Lo Spirito del Natale e la Fanciulla di Neve

Tanto tempo fa viveva nella steppa una fanciulla fatta di neve che, coperta con vesti di vento, di ramaglie, di foglie secche e di fiori invernali, era da tutti allontanata con il più immane disprezzo, e così avveniva perché a tutti sembrava più un prodigio mostruoso che una creatura benevola. Inoltre, poiché era appunto di neve, ella viveva sempre al freddo.. immersa nel freddo, nella bufera, nella tormenta.. in mezzo a qualche piccola foresta dove l’unica compagnia che aveva era quella dei lupi i quali, solitari e famelici, non sempre accettavano le sue carezze fredde e i suoi gelidi richiami. Per non parlare del Sole, il baldo Jarilo! Intendiamoci, non che lo disprezzasse, anzi, era davvero un bel fanciullo codesto splendore, un eroe di quelli piacevoli! ma come potete immaginare sarebbe bastato che egli schioccasse dal suo arco anche il più piccolo dardo più caldo del solito per scioglierla per sempre e, uccisa, renderla acqua; e in fin dei conti, persino al Sole.. a questo giovine Jarilo, piaceva la fanciulletta di neve. Eppure, gli era chiaro che non avrebbe mai potuto amarla, cosicché si arrese e dov’ella fosse stata, egli non avrebbe brillato.

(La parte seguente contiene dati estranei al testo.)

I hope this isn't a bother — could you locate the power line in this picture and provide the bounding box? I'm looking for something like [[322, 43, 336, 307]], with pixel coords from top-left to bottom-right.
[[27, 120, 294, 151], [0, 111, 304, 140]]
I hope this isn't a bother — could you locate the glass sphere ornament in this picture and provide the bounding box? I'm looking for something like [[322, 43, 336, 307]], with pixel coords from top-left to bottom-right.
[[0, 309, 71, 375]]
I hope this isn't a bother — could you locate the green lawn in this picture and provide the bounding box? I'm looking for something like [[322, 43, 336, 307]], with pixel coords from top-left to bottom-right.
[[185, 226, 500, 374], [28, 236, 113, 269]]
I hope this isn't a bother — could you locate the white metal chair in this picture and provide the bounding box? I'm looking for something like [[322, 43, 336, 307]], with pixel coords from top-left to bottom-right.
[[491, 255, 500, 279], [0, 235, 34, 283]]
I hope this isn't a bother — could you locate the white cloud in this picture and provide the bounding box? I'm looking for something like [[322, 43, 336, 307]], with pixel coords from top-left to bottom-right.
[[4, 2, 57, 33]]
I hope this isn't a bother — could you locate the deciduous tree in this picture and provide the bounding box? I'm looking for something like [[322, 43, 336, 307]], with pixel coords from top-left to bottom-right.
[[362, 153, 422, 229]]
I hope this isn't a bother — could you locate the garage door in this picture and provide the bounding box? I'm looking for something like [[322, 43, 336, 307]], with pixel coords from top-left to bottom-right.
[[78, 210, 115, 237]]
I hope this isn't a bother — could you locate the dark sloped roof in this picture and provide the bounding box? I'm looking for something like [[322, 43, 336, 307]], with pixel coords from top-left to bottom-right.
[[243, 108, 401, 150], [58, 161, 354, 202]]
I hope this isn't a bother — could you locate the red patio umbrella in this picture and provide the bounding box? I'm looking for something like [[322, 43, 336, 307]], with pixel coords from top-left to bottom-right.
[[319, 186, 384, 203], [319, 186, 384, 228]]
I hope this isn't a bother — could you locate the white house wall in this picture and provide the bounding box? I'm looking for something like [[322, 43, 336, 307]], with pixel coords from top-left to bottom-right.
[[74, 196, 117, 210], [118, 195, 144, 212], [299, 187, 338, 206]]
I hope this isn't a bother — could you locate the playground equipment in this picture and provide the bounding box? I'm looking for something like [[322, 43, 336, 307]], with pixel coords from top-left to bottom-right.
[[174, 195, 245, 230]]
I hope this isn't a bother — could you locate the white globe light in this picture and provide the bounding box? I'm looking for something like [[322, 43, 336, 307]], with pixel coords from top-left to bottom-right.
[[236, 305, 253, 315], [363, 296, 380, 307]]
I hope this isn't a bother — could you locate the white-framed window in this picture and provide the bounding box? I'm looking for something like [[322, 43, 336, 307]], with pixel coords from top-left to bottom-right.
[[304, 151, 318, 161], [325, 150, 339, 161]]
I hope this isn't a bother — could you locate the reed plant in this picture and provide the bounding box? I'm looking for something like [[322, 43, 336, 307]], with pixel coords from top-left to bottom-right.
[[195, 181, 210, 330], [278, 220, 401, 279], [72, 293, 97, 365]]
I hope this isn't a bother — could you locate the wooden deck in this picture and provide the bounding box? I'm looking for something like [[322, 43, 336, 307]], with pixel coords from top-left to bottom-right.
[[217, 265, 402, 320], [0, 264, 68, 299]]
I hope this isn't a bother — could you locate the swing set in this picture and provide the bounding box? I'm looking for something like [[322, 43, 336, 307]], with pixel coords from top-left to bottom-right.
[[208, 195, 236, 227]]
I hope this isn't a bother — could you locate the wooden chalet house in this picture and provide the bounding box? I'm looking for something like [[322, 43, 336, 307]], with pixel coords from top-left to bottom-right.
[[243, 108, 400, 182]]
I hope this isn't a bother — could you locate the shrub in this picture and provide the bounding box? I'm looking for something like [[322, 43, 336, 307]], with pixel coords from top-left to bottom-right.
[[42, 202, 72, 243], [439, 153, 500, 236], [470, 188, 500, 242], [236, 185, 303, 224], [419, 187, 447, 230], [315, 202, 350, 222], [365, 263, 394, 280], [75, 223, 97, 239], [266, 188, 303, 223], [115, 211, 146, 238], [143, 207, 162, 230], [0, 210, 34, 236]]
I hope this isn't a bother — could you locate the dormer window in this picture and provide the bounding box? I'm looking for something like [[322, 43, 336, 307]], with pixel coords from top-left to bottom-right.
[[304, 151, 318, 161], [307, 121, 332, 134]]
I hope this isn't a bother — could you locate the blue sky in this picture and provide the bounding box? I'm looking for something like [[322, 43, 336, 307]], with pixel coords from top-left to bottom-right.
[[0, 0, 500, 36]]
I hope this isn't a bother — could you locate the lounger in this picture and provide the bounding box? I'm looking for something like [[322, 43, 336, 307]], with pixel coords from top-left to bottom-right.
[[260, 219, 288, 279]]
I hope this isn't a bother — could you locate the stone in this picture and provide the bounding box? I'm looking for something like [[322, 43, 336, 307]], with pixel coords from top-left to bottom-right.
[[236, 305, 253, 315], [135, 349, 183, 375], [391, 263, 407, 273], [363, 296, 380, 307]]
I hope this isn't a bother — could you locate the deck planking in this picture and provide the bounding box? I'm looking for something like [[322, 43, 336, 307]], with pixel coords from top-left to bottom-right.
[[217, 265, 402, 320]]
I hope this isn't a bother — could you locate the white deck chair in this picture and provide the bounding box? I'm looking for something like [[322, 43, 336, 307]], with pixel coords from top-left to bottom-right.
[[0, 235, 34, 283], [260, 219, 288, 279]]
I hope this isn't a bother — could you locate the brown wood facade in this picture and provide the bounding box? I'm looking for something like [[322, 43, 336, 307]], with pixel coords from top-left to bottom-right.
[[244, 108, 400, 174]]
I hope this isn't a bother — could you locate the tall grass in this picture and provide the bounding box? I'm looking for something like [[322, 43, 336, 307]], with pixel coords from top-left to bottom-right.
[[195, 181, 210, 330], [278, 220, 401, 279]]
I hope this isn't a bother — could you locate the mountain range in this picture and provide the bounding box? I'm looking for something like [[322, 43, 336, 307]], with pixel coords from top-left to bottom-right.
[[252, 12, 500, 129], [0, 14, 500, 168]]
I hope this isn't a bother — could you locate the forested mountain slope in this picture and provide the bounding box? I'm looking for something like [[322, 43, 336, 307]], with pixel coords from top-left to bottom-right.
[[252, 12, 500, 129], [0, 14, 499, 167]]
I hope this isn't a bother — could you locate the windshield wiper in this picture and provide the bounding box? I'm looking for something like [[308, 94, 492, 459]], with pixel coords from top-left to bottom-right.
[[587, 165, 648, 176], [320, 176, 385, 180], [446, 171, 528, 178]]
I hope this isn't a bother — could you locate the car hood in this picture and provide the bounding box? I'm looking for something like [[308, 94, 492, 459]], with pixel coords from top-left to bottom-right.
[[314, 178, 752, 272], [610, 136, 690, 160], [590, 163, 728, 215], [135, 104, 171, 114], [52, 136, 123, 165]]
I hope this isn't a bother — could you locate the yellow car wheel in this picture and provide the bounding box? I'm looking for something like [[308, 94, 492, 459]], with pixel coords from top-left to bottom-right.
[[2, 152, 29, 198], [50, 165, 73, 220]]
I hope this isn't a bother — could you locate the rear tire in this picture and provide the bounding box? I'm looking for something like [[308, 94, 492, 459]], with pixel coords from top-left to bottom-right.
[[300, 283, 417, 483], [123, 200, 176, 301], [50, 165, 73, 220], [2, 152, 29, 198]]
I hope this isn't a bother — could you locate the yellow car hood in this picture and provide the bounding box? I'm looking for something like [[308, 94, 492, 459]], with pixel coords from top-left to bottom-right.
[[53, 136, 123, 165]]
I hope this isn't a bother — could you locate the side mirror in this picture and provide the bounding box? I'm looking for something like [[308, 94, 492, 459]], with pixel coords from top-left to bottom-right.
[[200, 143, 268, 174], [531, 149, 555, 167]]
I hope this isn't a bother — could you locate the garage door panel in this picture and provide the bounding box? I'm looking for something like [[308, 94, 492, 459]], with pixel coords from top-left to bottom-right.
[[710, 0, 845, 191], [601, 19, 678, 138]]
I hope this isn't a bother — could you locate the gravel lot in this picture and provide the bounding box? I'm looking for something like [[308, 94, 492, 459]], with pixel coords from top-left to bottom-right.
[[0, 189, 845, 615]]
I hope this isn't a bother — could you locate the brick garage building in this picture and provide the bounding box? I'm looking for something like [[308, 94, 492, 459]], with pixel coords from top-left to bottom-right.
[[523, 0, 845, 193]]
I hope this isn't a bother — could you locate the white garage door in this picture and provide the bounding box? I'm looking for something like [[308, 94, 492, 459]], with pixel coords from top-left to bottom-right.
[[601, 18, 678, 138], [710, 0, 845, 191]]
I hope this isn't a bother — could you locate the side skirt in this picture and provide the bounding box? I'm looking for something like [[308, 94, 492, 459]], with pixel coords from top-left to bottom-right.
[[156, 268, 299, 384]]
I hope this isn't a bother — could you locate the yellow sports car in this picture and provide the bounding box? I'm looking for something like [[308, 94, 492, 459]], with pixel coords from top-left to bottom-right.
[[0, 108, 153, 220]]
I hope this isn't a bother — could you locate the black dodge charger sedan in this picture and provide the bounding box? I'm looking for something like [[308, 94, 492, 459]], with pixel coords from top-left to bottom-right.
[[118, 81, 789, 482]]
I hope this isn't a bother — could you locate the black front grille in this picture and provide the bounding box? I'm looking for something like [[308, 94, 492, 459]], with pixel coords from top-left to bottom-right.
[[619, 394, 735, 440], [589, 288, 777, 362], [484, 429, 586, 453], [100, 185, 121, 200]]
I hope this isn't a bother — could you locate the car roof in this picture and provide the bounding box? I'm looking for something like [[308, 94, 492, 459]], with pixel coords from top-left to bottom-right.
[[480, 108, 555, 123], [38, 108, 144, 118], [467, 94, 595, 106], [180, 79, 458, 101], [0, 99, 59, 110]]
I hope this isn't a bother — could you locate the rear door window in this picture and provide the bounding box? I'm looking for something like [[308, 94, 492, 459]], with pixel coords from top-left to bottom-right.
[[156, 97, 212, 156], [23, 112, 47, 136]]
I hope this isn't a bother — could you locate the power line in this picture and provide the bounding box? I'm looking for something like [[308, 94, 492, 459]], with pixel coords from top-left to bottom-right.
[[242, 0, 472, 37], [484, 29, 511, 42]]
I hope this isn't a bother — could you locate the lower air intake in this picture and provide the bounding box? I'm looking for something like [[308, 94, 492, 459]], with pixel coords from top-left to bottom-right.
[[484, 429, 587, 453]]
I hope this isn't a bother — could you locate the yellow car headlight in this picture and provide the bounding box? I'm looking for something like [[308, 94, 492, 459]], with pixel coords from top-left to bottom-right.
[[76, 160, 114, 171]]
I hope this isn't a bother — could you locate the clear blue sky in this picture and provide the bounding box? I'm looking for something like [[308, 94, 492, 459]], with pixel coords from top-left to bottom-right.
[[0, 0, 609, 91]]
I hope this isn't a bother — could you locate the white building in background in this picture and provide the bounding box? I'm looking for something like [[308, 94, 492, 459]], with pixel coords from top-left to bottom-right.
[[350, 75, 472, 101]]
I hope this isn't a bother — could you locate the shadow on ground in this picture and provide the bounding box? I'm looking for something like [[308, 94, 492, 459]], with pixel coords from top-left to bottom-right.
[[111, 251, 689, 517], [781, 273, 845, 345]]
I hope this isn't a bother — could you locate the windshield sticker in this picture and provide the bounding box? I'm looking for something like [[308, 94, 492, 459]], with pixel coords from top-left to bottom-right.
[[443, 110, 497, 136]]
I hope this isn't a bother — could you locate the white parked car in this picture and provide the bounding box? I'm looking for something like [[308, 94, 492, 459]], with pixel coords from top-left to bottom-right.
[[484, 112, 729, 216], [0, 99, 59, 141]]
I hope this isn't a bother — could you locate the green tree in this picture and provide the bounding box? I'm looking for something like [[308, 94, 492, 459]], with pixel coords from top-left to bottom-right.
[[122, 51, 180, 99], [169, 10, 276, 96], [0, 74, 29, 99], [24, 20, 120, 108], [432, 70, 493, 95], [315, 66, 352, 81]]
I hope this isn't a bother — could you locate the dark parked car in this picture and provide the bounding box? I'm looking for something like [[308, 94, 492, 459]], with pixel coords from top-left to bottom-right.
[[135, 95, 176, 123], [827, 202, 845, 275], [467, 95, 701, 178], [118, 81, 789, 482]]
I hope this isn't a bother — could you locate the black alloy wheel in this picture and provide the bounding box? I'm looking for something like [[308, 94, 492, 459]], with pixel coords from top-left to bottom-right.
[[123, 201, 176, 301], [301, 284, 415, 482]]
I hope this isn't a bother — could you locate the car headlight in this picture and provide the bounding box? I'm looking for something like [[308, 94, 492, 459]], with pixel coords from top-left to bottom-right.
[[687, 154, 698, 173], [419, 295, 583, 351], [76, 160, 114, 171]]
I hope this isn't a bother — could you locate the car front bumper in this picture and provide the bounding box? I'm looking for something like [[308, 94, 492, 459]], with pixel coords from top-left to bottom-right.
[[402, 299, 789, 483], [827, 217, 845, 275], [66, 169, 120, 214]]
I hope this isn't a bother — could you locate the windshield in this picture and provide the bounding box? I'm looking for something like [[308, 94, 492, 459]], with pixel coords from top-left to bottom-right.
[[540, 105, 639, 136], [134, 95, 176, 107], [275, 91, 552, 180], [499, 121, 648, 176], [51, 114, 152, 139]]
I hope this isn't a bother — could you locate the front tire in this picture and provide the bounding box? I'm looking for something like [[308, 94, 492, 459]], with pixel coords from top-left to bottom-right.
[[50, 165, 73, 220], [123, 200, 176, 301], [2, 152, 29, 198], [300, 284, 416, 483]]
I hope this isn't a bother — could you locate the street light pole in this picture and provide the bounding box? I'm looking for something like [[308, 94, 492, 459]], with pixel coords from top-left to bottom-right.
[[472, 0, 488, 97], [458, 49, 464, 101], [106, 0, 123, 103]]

Però, che vita insopportabile e amara! Che immensa e profonda solitudine! Con chi parlare? Con chi ridere? Con chi lanciare disfide per delle tenzoni di corsa per la foresta?... La fanciulla non aveva amici, non aveva una izba tutta sua, non aveva nulla e per di più tutti, quando la vedevano, fossero Cosacchi, Cumani o Tartari, si guardavano bene da avvicinarsela, chiudevano bene le porte con una preghiera o una bestemmia e la esorcizzavano come se si fosse trattato di un demonio.

Un giorno, che era la vigilia di Natale, mentre tutti cantavano koliadka, la povera fanciulla stava seduta su una roccia accanto a uno stagno ghiacciato e stava piangendo da molto tempo, perché voleva cantare anche lei, desiderava essere tra le fanciulle liete dei villaggi; quand’ecco d’un tratto le apparve un signore molto vecchio, vestito come un grande vescovo il quale, abbracciatola, le chiese: “Deviushka, perché piangi?”.

“Non mi vuole nessuno, Pope. Sono un mostro.. tutti si allontanano da me” rispose la fanciulla di neve con mille singhiozzi e sospiri dopo un attimo di silenzio: “Vorrei cantare anch’io.. vorrei stare in mezzo a loro.. ma tutte le volte che mi avvicino imbiancando i loro campi e le loro vie mi mandano via. Inoltre, anche se fossi tra loro, dovrei stare attenta e molto: basterebbe un raggio di Jarilo e io rimarrei senza vita”.

Deviushka” disse la strana apparizione: “Se dunque desideri stare tra loro, allora, ascoltami: oggi è la Vigilia di Natale e questa sera debbo girare il mondo intero, in lungo e in largo, per portare qualcosa ai miei poveretti. Se tu mi volessi aiutare, potresti andare da loro e, mentre dormono, portare dei doni per i loro fanciulletti. Ma attenta! Che non ti veda nessuno e non ti colga l’arco infuocato di Jarilo all’alba!”.

Sentite queste parole, la fanciulla di neve, pur titubando, trasalì e pur di vedere e di stare in mezzo a quegli esseri strani che la scacciavano sempre e ben sapendo di stare per fare dei regali a quanti la odiavano, accettò la proposta del vecchio e, preso da quest’ultimo un sacco destinato ai villaggi dei dintorni e aspettata la mezzanotte, andò di izba in izba a mettere giù dei doni per i pargoletti. 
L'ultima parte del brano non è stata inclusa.